Seorang Warga Negara India Divonis Penjara di Malaysia Karena Tularkan COVID-19
Getty Images
SerbaSerbi

Warga Negara India tersebut juga dikenai denda 12 ribu ringgit (sekitar Rp42 juta) oleh pengadilan hakim Alor Setar, yang menggelar sidang khusus di rumah sakit Kedah, tempat ia dirawat.

WowKeren - Pengadilan Malaysia pada Kamis (13/8) menjatuhkan hukuman penjara lima bulan kepada pria asal India yang melanggar perintah karantina di rumah dan menimbulkan puluhan infeksi baru virus corona (COVID-19) di negara tersebut.

Dilansir dari Republika, pria berusia 57 tahun tersebut tinggal di Malaysia dan memiliki restoran di Negara Bagian Kedah. Ia mengaku bersalah atas empat dakwaan pelanggaran karantina wajib 14 hari setibanya dari India pada Juli.

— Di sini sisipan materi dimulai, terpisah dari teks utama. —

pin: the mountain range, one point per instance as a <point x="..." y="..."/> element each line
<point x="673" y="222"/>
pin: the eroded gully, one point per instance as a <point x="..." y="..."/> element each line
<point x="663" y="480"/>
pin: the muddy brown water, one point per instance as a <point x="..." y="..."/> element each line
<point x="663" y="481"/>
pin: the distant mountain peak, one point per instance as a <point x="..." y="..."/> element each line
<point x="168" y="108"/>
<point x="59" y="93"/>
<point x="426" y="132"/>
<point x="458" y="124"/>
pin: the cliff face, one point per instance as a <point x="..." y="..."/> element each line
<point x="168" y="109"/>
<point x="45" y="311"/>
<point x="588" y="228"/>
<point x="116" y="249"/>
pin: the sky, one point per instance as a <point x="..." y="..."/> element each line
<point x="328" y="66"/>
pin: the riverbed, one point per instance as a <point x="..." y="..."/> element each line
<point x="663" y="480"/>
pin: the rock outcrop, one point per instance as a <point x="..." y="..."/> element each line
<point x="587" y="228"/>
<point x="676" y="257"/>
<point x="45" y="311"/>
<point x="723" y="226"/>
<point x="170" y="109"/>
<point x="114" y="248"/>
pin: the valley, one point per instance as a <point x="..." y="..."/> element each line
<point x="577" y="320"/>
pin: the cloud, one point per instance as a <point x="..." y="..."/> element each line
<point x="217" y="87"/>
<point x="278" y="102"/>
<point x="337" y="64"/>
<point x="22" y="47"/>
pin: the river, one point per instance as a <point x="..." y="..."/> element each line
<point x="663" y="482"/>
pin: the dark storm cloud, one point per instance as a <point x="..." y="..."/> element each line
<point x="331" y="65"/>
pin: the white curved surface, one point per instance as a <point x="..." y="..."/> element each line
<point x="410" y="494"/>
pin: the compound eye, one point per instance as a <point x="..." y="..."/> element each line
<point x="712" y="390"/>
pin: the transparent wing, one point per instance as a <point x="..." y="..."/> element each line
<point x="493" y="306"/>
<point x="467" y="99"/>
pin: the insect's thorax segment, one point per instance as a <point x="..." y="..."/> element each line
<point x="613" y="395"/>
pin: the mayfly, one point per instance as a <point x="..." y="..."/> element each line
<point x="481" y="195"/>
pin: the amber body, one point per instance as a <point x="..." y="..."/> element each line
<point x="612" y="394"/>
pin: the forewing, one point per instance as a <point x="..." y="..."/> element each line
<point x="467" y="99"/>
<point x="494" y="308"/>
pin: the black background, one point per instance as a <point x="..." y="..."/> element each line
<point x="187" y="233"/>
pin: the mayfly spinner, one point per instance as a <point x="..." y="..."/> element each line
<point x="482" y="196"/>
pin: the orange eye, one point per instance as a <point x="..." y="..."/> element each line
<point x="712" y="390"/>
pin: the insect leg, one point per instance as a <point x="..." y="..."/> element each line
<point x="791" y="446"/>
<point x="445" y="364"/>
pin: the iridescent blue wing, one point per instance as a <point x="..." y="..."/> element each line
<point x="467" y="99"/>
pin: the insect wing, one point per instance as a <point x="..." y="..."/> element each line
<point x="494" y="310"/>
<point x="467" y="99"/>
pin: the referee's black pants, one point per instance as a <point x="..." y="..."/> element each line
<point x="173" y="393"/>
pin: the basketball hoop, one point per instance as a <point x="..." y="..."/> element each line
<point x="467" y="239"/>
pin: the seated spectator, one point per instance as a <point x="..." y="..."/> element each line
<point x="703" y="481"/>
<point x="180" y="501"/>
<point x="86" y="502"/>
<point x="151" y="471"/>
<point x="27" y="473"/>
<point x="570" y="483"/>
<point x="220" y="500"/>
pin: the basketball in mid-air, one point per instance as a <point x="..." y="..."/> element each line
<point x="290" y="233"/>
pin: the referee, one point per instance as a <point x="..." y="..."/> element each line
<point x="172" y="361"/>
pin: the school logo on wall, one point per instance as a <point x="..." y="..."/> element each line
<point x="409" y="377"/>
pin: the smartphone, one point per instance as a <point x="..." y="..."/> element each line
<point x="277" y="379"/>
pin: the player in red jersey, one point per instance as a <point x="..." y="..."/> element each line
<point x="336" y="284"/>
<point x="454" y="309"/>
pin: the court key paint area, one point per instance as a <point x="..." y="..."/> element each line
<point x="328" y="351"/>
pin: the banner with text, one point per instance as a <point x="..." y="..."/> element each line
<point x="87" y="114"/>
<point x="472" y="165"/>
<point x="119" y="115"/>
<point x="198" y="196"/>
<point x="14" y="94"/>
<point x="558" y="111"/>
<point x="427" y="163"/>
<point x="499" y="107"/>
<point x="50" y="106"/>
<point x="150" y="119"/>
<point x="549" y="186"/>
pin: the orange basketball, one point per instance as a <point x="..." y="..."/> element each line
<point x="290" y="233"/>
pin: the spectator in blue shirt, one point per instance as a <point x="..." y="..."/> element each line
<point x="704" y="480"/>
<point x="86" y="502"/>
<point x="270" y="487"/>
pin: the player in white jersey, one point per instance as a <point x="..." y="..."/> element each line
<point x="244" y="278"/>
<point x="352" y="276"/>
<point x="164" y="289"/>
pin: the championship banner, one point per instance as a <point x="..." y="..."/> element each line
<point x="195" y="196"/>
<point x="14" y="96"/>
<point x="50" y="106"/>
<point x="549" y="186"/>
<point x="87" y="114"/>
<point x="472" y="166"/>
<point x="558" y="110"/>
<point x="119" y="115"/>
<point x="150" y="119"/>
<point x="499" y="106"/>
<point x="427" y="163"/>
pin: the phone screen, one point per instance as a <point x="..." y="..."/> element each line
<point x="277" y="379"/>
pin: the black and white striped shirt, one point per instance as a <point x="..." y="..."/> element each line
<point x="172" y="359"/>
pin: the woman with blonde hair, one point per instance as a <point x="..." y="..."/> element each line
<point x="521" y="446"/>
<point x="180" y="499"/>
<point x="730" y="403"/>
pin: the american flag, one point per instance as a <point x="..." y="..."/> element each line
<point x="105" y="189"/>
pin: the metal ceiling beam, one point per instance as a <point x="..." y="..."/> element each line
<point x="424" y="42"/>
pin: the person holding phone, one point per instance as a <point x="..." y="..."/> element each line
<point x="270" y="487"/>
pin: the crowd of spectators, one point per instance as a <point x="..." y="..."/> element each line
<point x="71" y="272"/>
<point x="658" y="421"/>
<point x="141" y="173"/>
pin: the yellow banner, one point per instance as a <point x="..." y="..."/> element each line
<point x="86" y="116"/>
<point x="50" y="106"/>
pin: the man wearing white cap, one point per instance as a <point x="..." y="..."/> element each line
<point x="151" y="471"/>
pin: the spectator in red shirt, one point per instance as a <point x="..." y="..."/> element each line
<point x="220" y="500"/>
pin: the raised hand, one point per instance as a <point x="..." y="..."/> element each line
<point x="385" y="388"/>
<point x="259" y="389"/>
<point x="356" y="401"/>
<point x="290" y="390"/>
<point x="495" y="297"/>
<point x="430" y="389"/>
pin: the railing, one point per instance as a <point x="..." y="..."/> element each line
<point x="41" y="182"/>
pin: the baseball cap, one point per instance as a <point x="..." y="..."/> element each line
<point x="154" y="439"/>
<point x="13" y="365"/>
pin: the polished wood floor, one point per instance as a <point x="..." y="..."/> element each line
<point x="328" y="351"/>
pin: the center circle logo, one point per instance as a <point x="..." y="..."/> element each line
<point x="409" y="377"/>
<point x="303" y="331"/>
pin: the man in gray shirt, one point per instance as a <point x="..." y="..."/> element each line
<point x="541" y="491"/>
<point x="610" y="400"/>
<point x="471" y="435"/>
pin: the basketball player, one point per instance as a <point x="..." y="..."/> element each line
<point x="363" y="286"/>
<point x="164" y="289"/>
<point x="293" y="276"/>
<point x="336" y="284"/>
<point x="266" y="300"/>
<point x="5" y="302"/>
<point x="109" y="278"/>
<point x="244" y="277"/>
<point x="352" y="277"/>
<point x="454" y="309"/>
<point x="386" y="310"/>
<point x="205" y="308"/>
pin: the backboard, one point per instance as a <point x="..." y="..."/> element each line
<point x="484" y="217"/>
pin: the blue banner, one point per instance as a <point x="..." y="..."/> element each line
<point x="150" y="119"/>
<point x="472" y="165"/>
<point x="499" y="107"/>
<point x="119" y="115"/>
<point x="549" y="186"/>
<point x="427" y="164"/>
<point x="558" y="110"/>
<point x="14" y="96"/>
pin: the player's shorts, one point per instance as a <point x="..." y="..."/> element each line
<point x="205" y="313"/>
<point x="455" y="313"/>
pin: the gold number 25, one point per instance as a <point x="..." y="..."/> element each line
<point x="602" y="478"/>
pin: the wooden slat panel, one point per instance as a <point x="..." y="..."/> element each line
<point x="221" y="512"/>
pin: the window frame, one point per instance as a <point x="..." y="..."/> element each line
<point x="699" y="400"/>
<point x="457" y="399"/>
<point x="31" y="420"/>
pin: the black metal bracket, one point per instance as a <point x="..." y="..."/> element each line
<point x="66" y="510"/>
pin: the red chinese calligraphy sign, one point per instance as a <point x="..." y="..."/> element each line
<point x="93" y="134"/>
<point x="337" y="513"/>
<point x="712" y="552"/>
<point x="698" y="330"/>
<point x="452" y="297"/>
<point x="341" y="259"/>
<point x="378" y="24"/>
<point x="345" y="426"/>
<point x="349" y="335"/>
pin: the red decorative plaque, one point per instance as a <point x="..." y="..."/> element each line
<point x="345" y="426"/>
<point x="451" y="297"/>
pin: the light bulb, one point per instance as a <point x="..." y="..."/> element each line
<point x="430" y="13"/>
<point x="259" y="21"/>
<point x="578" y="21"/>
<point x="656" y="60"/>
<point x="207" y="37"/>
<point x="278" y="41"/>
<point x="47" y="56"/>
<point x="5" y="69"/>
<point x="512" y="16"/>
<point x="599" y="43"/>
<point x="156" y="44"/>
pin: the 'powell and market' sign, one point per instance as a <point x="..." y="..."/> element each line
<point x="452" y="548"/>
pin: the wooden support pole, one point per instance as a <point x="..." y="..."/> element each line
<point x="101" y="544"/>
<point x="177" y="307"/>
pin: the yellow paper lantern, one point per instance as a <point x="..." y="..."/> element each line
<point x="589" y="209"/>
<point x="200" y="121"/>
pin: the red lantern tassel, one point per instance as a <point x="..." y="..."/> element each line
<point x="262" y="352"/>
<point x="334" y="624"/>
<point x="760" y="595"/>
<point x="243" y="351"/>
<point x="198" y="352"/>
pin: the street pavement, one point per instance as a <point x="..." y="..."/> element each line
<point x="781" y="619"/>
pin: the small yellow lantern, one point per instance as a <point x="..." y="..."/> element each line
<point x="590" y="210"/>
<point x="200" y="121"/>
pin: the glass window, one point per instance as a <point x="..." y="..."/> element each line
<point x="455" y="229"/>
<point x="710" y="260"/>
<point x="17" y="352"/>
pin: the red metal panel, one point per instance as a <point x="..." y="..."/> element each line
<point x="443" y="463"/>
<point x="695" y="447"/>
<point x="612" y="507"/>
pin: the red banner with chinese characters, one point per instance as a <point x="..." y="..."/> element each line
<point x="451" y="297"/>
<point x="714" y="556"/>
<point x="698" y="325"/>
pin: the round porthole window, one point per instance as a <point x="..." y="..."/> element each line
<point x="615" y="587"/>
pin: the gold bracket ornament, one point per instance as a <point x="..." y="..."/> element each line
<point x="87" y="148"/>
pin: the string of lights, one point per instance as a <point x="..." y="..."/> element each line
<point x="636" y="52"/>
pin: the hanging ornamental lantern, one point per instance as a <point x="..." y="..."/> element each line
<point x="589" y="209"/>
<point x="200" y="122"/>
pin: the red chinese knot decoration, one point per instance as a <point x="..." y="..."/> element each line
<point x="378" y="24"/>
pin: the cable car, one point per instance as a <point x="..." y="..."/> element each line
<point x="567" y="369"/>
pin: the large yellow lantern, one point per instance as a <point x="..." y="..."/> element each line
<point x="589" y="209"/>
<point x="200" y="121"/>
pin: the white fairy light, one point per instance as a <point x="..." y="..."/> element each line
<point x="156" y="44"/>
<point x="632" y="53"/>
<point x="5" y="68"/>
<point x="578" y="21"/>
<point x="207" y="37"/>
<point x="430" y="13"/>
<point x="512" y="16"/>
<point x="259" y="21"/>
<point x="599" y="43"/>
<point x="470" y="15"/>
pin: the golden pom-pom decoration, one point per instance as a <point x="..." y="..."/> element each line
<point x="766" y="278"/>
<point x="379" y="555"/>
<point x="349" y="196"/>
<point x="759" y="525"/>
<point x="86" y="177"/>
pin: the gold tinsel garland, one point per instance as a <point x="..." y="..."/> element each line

Pria tersebut juga dikenai denda 12 ribu ringgit (sekitar Rp42 juta) oleh pengadilan hakim Alor Setar, yang menggelar sidang khusus di rumah sakit Kedah, tempat pria India itu dirawat.

Otoritas sebelumnya mengatakan bahwa tes awal pria tersebut dinyatakan negatif virus corona. Kemudian ia meninggalkan rumah untuk pergi ke restoran selama masa karantina. Setelah pria itu mendapatkan tes kedua yang hasilnya positif, puluhan orang termasuk anggota keluarga inti, pekerja restoran dan pelanggan, diketahui ikut terinfeksi.


Total 45 kasus baru COVID-19 terkait dengan klaster tersebut telah dilaporkan di setidaknya tiga negara bagian Malaysia. Malaysia sendiri diketahui secara bertahap mencabut penguncian ketat COVID-19 sejak Mei setelah berhasil menekan penyebaran pandemi. Namun pemerintah memperingatkan bahwa penguncian bisa saja diberlakukan lagi setelah lebih dari belasan klaster baru COVID-19 muncul dalam beberapa pekan terakhir.

Otoritas Malaysia bulan lalu kembali memberlakukan syarat karantina wajib selama 14 hari di hotel dan pusat isolasi pemerintah bagi para pelancong yang tiba di negara tersebut, setelah ratusan pendatang diketahui melanggar perintah karantina di rumah.

Sebagai informasi tambahan, Malaysia mencatat 9,129 kasus COVID-19 dengan 125 kematian yang dilaporkan. Sejauh ini, ada lebih dari delapan ribu pasien yang dinyatakan sembuh dengan kasus aktif sebanyak 183 jiwa.

Sedangkan secara global, tercatat ada lebih dari 21 juta kasus COVID-19 di seluruh dunia, dengan 753,467 angka kematian. Ada lebih dari 13,9 juta pasien yang dinyatakan telah pulih sehingga saat ini kasus aktif COVID-19 menyentuh angka 6,415,465 orang.